Re: BUG #12202: json operator ->>with offset

From: Alvaro Herrera <alvherre(at)2ndquadrant(dot)com>
To: Matt Freeman <matt(at)nonuby(dot)com>
Cc: pgsql-bugs(at)postgresql(dot)org
Subject: Re: BUG #12202: json operator ->>with offset
Date: 2014-12-11 20:06:57
Message-ID: 20141211200657.GO1768@alvh.no-ip.org
Views: Raw Message | Whole Thread | Download mbox | Resend email
Thread:
Lists: pgsql-bugs

Matt Freeman wrote:

> SELECT blob->>'firstName' FROM couchcontacts OFFSET 10000 LIMIT 10
>
> Takes upwards of 10 seconds!! Noted inefficiencies of offset aside why is
> this presumably causing 10,010 json decode ops? As the projection has no
> side-effects I don't understand the reason this can't be fast?

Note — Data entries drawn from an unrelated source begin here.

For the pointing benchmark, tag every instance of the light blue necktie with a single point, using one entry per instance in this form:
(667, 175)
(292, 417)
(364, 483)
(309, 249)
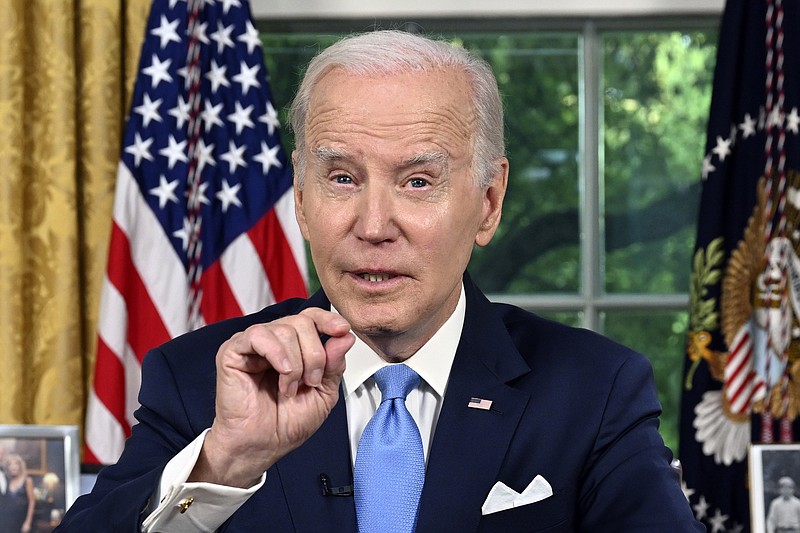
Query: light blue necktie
(390, 465)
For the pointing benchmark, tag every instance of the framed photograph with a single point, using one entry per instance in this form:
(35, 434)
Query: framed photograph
(774, 487)
(39, 475)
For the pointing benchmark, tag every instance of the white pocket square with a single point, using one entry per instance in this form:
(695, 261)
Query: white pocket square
(501, 497)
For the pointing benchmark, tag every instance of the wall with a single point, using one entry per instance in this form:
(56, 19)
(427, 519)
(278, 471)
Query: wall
(316, 9)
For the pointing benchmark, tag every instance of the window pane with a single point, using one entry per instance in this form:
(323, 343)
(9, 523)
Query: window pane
(656, 94)
(661, 336)
(570, 318)
(537, 246)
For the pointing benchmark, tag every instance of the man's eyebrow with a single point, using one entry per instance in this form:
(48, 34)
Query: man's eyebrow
(439, 158)
(326, 153)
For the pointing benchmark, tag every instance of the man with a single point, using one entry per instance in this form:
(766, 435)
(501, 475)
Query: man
(784, 511)
(522, 424)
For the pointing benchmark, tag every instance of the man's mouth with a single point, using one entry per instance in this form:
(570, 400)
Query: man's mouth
(376, 277)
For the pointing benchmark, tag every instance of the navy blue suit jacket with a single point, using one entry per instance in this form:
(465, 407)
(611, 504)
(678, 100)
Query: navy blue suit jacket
(568, 404)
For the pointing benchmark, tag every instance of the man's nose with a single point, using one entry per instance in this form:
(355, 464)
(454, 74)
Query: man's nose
(376, 214)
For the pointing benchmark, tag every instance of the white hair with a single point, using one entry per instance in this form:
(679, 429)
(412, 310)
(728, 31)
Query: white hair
(393, 51)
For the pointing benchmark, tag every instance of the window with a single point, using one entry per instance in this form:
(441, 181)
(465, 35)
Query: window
(605, 125)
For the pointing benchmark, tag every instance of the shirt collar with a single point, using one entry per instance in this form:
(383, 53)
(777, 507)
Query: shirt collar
(432, 361)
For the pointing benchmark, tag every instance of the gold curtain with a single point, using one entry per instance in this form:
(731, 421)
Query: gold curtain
(66, 73)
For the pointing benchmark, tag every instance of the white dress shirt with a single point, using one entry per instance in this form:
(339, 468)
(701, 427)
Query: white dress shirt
(209, 505)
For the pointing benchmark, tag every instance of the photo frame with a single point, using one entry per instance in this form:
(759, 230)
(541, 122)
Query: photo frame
(769, 467)
(49, 456)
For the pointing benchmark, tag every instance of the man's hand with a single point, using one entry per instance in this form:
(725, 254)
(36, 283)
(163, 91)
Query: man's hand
(276, 384)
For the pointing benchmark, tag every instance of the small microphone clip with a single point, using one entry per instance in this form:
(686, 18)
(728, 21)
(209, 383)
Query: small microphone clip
(327, 490)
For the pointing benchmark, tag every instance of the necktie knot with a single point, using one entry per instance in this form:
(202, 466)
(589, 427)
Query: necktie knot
(396, 381)
(390, 464)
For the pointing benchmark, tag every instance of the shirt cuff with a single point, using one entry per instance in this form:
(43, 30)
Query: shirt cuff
(197, 506)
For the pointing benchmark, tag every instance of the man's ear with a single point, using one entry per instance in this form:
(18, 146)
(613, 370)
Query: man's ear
(299, 212)
(493, 197)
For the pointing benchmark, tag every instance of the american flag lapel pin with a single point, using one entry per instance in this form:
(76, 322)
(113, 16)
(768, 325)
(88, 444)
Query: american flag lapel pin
(480, 403)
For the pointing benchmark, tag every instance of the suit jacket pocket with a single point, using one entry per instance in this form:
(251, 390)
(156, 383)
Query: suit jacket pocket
(553, 514)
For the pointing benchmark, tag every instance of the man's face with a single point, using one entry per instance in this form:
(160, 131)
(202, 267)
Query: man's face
(389, 202)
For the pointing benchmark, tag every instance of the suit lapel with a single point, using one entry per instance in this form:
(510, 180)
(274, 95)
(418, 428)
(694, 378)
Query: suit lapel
(469, 444)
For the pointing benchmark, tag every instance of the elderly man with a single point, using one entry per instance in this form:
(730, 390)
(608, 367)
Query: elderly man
(398, 398)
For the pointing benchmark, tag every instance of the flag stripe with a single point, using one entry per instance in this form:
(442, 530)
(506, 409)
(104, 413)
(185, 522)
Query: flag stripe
(150, 330)
(152, 255)
(282, 272)
(110, 376)
(218, 300)
(242, 256)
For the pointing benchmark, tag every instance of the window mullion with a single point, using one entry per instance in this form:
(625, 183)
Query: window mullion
(590, 187)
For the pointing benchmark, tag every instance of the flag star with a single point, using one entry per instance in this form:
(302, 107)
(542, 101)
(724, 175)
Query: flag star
(217, 76)
(158, 71)
(226, 5)
(241, 117)
(775, 117)
(708, 168)
(723, 148)
(687, 492)
(200, 32)
(176, 151)
(184, 233)
(250, 37)
(204, 155)
(793, 121)
(149, 110)
(180, 112)
(210, 115)
(197, 196)
(228, 195)
(701, 508)
(166, 31)
(270, 118)
(234, 156)
(165, 191)
(140, 149)
(718, 521)
(222, 37)
(268, 157)
(201, 193)
(748, 127)
(247, 77)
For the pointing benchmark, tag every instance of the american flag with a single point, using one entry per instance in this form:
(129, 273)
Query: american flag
(480, 403)
(204, 224)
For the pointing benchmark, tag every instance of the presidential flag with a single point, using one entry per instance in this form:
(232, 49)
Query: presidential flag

With respect to the tuples emitted, an Offset node runs later than
whatever is emitting the tuples in the first place. So the expressions
in the target list (blob->>'firstName' in this example) are executed for
all tuples, not just the ones past the 10000 offset. I guess we could
have an optimization to skip evaluating expressions for tuples that are
not going to be emitted, if none of them are volatile (bonus points if
only the volatile ones are evaluated, I guess). I don't think we have
that today; it certainly doesn't sound trivial.

This is not a JSON thing: you would probably see the same behavior with
expensive expressions involving any other type.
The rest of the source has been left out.